Is there such a thing as unhealthy profit?

Recently we have had several conversations with potential clients about how they can increase their profits. This is not unsurprising, considering that our purpose is helping businesses increase their profitability. What is perhaps surprising is that we have advised them to step back from some of the cost-cutting measures that they were contemplating. The reason? In our view, not all profit is necessarily good. There is such a thing as unhealthy profit.

In agencies owned by the big publicly listed advertising conglomerates, where quarterly financial reporting is a requirement and it is all about delivering short-term shareholder value, the perpetual drive to increase EBIT is tantamount. The dreaded gross margin to salary costs ratio is wielded as a means to ensure more and more output is delivered by less and less cost (or people!), and thus, greater profits are generated.

Now, from a commercial perspective this makes sense if a business has not been managing costs effectively or where inefficiencies have been allowed to creep into an operating model. It also makes sense in commoditised or highly automated businesses.

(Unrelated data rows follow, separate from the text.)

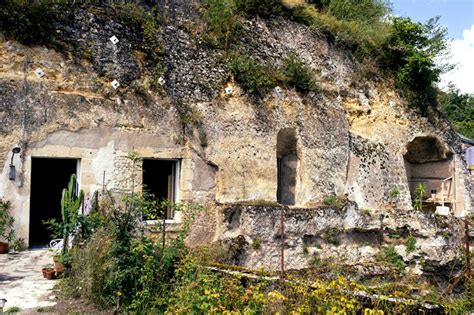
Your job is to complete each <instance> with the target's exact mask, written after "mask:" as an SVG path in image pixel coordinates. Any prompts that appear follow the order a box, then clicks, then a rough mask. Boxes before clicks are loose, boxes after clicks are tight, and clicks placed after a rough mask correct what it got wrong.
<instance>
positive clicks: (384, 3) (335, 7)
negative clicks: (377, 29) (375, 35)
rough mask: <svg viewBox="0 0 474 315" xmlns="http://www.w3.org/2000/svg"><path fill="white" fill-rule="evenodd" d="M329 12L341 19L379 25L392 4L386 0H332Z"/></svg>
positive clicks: (329, 7) (388, 10) (342, 19)
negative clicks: (388, 3) (357, 21)
mask: <svg viewBox="0 0 474 315" xmlns="http://www.w3.org/2000/svg"><path fill="white" fill-rule="evenodd" d="M328 13H329V14H330V15H332V16H334V17H336V18H337V19H339V20H346V21H359V22H362V23H366V24H374V23H375V24H378V25H379V24H380V23H382V19H383V18H384V17H385V16H386V15H387V14H388V13H390V6H389V4H388V3H387V1H384V0H331V1H330V2H329V6H328Z"/></svg>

However, if a business is already lean, efficient and operating a peak-load (and after the last six years of recession and slow-recovery most businesses we see are pretty efficient), then this EBIT focus via cost cutting can only lead to one logical step – profits, but delivered at the expense of staff-welfare, client delight, and innovation. This is doubly the case if your business is heavily creative and requires the input of people to deliver whatever it is your business sells; insight, digital, consultancy, events, advertising, PR etc.

Thus, where increasing profit is only about reducing costs (especially if it is by achieving some ever more distant financial ratio set in a budget) there is a real danger that the long-term future of the business is being put in jeopardy. This, we argue, is the pursuit of unhealthy profit; where it undermines the proposition, brand and morale of the business – and the reality is that this destroys the business full-stop, never mind shareholder value.

And so, the next time you are considering measures to increase profit, and they are almost entirely focused on cutting costs or holding back on investment, do consider the outcome. There are many ways to improve profitability (we should know as we help our clients do it), and they can be about efficiency and cost control, but also about growth, investment and innovation. Always ask yourself if you are solely focused on cutting costs, the profits may well be welcome, but are they healthy?